Chlorpyrifos is an organophosphate insecticide first marketed in 1965 by Dow Chemical Company under the brand names Dursban and Lorsban. It became one of the most widely used insecticides in agricultural and household applications.

In 2000, the U.S. Environmental Protection Agency (EPA) reached an agreement with chlorpyrifos insecticide manufacturers to phase out chlorpyrifos from household insecticide products by 2001 due to data showing a greater affect on the brains of young rats than previously thought. However, it is still one of the most widely used insecticides in agricultural applications with approximately 10 million pounds applied annually on crops such as grains, fruits, nuts and vegetables, with more than half used on corn crops alone. It is also used on golf courses and as a wood preservative.

Researchers from the Columbia Center for Children's Environmental Health at the Mailman School of Public Health, Duke University Medical Center, Emory University and the New York State Psychiatric Institute used brain imagery to study the brain development of forty children ages 5 to 11. 20 of the children had higher concentrations of chlorpyrifos in their umbilical cord blood at birth and 20 children had lower levels in their umbilical cord blood at birth.
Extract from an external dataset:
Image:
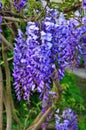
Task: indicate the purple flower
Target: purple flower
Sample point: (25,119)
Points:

Through use of MRIs, researchers compared their brain structure and found that children with higher exposure of chlorpyrifos in the womb had changes in their brain visible across the surface of the brain, with abnormal enlargement of some areas and thinning in others. Brain areas affected involve IQ, attention, behavior and emotion. There was also evidence that higher chlorpyrifos exposure may eliminate or reverse the male-female differences in the brain and that further study was needed to determine consequences before and after puberty.

These brain abnormalities observed in the MRIs occurred at exposure levels below the current EPA threshold for toxicity.

Higher prenatal exposure to chlorpyrifos was previously associated with lower scores on cognitive functioning tests.

“By measuring a biomarker of CPF exposure during pregnancy, and following the children prospectively from birth into middle childhood, the present study provides evidence that the prenatal period is a vulnerable time for the developing child, and that toxic exposure during this critical period can have far-reaching effects on brain development and behavioral functioning,” said lead author Virginia Rauh, ScD, Professor at the Mailman School of Public Health and Deputy Director of the Columbia Center for Children's Environmental Health.

“By combining brain imaging and community-based research, we now have much stronger evidence linking exposure to chlorpyrifos with neurodevelopmental problems,” adds senior author Bradley S. Peterson, MD, Chief of Child & Adolescent Psychiatry, New York State Psychiatric Institute, and Director of MRI Research in the Department of Psychiatry, Columbia University Medical Center.

The study Brain anomalies in children exposed prenatally to a common organophosphate pesticide appears in the April 30, 2012 issue of Proceedings of the National Academy of Sciences (PNAS).